Tamra clasps her hands together, and I don’t miss the way her knuckles turn white. “It was Dusana. She followed us all the way here. There were others with her, but they turned back once they had Gallium.”
Dusana is the fae warrior who was publicly beaten and cast out for attacking me.
“Karasi sent a message within a message,” I murmur. “Dusana is the lowest of the low in fae society. Karasi means to tell me she will bring me low, too.”
My grip on my hammer only tightens, but when I look at Tamra, she’s studying me with a grave expression.
“The choices you make will determine all of our fates, Asha,” she says. “You, alone, have the power to end all of this. Whether or not that end involves our deaths will be entirely up to you.”
My eyes widen. She speaks with such gravity that my heartbeats become heavy, and my hammer feels like a weight in my hands.
“No matter what Karasi wants you to do, no matter what decisions await you, for you to choose your path wisely, you need answers. When you’re ready to step outside, the answers are waiting. Then the choices you make will be up to you.”
My blood is thumping in my ears by the time she slips through the door and out into the sunlight. It’s such a sudden influx of light through the door, especially after the night on the mountain and then the morning under the crimson sky, that my eyes have trouble adjusting.
A glowing line remains in my vision even as the door closes behind her. The golden light only serves to remind me of Graviter Rex’s scales. His fire raging toward us. The sight of Erik leaping onto his back, forcing Graviter off course.
I press the heel of my palm to my chest.
I’m afraid for Erik. As strong and determined as he is, he attacked the dragon king in full view of other dragons and their riders. Graviter Rex had clearly lost his mind to rage, and the other dragons will see Erik as an enemy.
Fuck answers. I need to get back to him!
It takes a mental clamp around my heart to stop myself from rushing to the door and trying to leave this place immediately. It’s only because of the way my sister spoke that I pause.
The fact that she talked of our deaths and laid them squarely at my feet…
I struggle to breathe out my fears, telling myself that Erik is the Vandawolf. He survived Malak. He will survive the dragons.
Reaching the table, I first check the contents of my toolbox, refraining from touching anything but verifying that nothing has been removed.
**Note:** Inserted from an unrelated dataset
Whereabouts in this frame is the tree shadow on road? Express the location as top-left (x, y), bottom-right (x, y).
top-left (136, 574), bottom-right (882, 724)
Malak’s tools are still in there.
Next, I reach for the water flask on the table and drink my fill, and then I head cautiously to the bathroom, finding it as simply laid out as the main room.
When I emerge, I’m dressed in a clean tunic and pants, much better-fitting than I expected.
I pause at the wall of metal objects. If I had to guess, I’d say they were set out according to when they’d been made. The ones on the bottom shelf are rudimentary, simple cones and cubes, but still beautifully made.
The ones on the higher shelves are fantastically intricate. One of them looks to be some kind of timekeeper with moving parts that make a soft, clicking noise. Then there’s a figurine of a stag, every piece of its body made of tiny cogs that I suspect might move if I were to bump them.
And finally, there’s the cloaked figurine without a face.
“That’s you.” The soft rumble sounds from the doorway a second before light spills into the room.
Thaden’s form is so tall and his chest so broad that he must have blocked out most of the sunlight, and the glow from my hammer will have done the rest to conceal his presence before now.
He continues. “I didn’t know what you look like, so I left the face blank.”
My hand was raised toward the figurine, and now I lower it, turning to him. “Why me?”
“Because you’re the linchpin of my life, Asha Silverspun. Without you, it all falls apart.”
I’m not sure what to make of his statement or the seriousness of his tone, the same solemnity with which Tamra spoke.
All I can do is consider him with increasing wariness.
He’s dressed in a short-sleeved tunic but pants of a heavier material, along with leather boots. There’s a smudge of ash across his left cheek and several smears on his left forearm. He smells like a forge, but a regular one, the kind the human metalworkers used. There is no honeyed scent clinging to the air around him.